Ukraine’s drone and missile strikes knocked 20% of Russia’s refinery capacity offline between August and October, yet the disruption cut output by only 3-6% as Moscow relied on idle units to absorb the damage, Russian industry sources told Reuters.
Russia’s oil processing has fallen just 3% this year. Meanwhile, Ukraine’s attacks resulted in a 6% drop in total Russian refining volumes, according to Reuters.
Refining output fell to around 5.1 million barrels per day during that period – roughly 300,000 barrels per day (bpd) less than a year earlier – despite strikes on at least 17 major refineries since the start of 2025, according to Reuters data.
Russia’s total refining capacity is around 6.6 million barrels per day, but sources told Reuters the industry rarely produced such volumes.
Most of the attacks occurred early in the year and then resumed in August, forcing Russia, the world’s second-largest crude exporter, to curb fuel exports and deploy additional air defenses around key energy infrastructure.
Industry sources told Reuters that Russian refineries had been running well below full capacity before the strikes, giving operators room to restart spare units at both damaged and undamaged plants and to bring attacked units back online once repairs were completed.
From January to October, Russia’s oil processing fell to around 220 million metric tons (5.2 million bpd), down 3% from last year.
The breakdown between planned and unplanned maintenance was not available. Russia no longer publishes detailed refining data, and the country’s energy ministry declined to comment.
The drone campaign has still had a visible impact. In the first quarter, Ukraine struck major refineries in Ryazan, Volgograd, Saratov, Tuapse, Ufa and Astrakhan, the media outlet wrote.
Since early August, Ukraine has launched at least 58 attacks on Russian energy facilities, sending drones up to 2,000 km (1,200 miles) inside Russian territory, according to data compiled by the UK-based non-profit Open Source Centre cited by Reuters.
Ukrainian drones also hit refineries in Novokuibyshevsk, Kirishi and Salavat since August.
Western sanctions have complicated Russia’s access to spare parts from Western suppliers that upgraded much of its refining system over the past three decades.
Russian firms say they have substituted domestic components or imports from China. Repairs have generally allowed distillation units to return within weeks, industry sources told Reuters, but they are costly and sometimes require more time, raising uncertainty about how long Russia can continue relying on unused capacity if strikes persist.

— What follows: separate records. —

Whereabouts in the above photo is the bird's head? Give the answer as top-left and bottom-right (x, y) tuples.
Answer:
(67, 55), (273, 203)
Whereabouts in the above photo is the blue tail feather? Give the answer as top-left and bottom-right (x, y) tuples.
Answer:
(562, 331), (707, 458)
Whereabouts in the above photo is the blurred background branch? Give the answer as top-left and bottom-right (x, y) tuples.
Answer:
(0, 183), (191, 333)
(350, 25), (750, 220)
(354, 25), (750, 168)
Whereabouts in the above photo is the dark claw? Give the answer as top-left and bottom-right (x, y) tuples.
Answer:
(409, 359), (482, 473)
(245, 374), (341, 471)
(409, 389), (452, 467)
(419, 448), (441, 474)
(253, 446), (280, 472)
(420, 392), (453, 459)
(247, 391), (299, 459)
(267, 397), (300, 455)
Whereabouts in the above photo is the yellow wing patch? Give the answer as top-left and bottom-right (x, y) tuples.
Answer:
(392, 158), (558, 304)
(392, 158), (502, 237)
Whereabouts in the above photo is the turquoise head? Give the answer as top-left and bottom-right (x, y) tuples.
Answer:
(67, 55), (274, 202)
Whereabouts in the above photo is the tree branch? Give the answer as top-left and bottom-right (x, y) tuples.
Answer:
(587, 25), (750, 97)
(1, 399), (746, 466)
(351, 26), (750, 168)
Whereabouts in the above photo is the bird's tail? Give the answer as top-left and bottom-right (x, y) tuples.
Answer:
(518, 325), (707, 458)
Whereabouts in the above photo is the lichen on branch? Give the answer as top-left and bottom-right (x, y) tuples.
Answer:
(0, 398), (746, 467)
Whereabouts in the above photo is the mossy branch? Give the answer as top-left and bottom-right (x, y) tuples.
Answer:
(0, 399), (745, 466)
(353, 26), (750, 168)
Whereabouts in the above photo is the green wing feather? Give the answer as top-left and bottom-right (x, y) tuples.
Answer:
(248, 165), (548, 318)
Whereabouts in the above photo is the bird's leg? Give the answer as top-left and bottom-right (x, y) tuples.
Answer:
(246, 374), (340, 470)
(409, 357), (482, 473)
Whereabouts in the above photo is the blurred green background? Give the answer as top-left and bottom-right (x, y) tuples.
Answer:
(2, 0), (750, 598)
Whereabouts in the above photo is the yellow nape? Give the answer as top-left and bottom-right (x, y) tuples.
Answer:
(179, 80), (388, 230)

Ukraine says its drone campaign aims to disrupt fuel supplies for Russian troops and reduce Moscow’s oil revenues, according to the article.
The International Energy Agency reported that Russia’s crude and oil product income in August fell to one of the lowest levels since the war began. President Volodymyr Zelensky said last month that long-range strikes may have reduced gasoline supplies in Russia by up to a fifth. The Kremlin maintains the domestic fuel market remains stable.
Russia’s oil export revenues slipped to $13.4 billion in September 2025, down about $0.2 billion month-on-month, as a rise in crude earnings was offset by a $0.4 billion drop in oil product revenues, according to the KSE Institute.
Sanctions enforcement also remained weak, with 153 shadow-fleet tankers operating in September and 109 sanctioned vessels loading in Russian ports as all Russian crude grades traded above the EU’s revised price cap.